El Mirón Cave, in the Cantabrian Cordillera near the border between Cantabria and Vizcaya, contains a long sequence of radiocarbon-dated Magdalenian and Azilian levels. Lying between a series of Solutrean levels and a major, multi-level horizon pertaining to the classic Cantabrian Lower Magdalenian –CLM–, are several layers dating between c. 17-16 uncal. kya –c. 20.5-19 cal. kya– and lacking traditional hallmarks of the CLM –e.g., scapulae with striation engraved images of hinds and other ungulates, square section antler points with complex geometric (‘tectiform’) engravings–. In these Initial Magdalenian –IM– levels, both microliths –mainly backed bladelets– and macroliths –sidescrapers, denticulates, notches– are well represented; the former are made on non-local, high-quality flint and the latter on local, non-flint materials –quartzite, mudstone, limestone–. Large, often round-section antler points –mostly undecorated– are present, together with bone needles and awls.
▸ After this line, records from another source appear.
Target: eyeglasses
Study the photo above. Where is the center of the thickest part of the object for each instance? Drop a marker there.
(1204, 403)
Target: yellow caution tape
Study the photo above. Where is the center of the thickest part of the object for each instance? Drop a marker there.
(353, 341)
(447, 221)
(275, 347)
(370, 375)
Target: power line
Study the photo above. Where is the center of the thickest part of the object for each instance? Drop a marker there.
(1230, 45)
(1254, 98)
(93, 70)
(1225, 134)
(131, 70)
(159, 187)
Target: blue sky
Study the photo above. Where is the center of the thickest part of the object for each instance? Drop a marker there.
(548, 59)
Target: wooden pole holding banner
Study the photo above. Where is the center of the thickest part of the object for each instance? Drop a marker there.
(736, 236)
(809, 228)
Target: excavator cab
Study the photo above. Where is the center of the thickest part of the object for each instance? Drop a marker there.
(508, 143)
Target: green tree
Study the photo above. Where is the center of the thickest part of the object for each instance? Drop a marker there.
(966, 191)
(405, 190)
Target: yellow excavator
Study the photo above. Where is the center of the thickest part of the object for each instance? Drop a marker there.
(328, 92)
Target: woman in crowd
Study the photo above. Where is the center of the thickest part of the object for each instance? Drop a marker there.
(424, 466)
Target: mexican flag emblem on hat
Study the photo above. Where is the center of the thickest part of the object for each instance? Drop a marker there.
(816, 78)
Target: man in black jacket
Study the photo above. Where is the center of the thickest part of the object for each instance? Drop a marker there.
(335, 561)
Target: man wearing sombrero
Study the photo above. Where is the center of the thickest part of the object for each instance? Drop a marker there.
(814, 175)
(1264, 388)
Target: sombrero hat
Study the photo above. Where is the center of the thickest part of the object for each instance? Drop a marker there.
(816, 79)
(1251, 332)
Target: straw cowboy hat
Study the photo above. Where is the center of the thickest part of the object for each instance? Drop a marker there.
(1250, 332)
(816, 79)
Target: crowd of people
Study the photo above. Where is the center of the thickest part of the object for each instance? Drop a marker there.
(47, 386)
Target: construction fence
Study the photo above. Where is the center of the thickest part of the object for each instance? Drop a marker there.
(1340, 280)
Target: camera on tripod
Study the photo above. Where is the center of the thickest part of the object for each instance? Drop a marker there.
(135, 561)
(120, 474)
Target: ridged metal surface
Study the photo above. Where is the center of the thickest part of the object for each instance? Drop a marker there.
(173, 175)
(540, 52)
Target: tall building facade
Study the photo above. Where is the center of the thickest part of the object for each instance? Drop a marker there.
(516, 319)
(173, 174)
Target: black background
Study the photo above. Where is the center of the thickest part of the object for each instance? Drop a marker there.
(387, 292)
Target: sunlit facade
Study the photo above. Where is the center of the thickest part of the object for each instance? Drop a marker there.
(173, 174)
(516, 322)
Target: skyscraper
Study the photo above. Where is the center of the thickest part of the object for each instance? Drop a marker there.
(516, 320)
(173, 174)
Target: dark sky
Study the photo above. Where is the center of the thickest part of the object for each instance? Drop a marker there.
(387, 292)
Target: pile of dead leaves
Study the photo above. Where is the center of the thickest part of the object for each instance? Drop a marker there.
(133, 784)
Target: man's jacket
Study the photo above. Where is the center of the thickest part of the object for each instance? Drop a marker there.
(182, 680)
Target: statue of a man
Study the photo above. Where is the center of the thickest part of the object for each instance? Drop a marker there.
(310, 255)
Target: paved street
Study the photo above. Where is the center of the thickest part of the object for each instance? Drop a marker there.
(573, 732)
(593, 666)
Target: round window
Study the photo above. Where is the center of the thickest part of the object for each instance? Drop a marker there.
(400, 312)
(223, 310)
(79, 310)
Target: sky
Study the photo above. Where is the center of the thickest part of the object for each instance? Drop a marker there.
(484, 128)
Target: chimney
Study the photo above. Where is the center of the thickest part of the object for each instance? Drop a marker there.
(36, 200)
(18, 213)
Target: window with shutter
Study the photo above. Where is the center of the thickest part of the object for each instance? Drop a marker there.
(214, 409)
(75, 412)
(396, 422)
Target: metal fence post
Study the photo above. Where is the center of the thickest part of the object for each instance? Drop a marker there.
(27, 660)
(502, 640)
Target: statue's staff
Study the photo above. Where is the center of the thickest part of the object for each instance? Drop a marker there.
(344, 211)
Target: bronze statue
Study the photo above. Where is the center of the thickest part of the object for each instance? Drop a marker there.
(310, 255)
In several respects, however, there is evidence of industrial continuity among the Solutrean, Initial –‘Archaic’– Magdalenian and Lower Magdalenian assemblages, with no hint of a Badegoulian component in the original French sense of the term –i.e., essentially there are no raclettes or transversal burins–. The presence of many “archaic” –‘substrate’, ‘Mousteroid’– tools is a constant in many Cantabrian Upper Paleolithic sites and El Mirón is no exception. This can be explained by site-functional and lithological factors, without recourse to the deus ex machina of extra-Iberian ‘cultures’.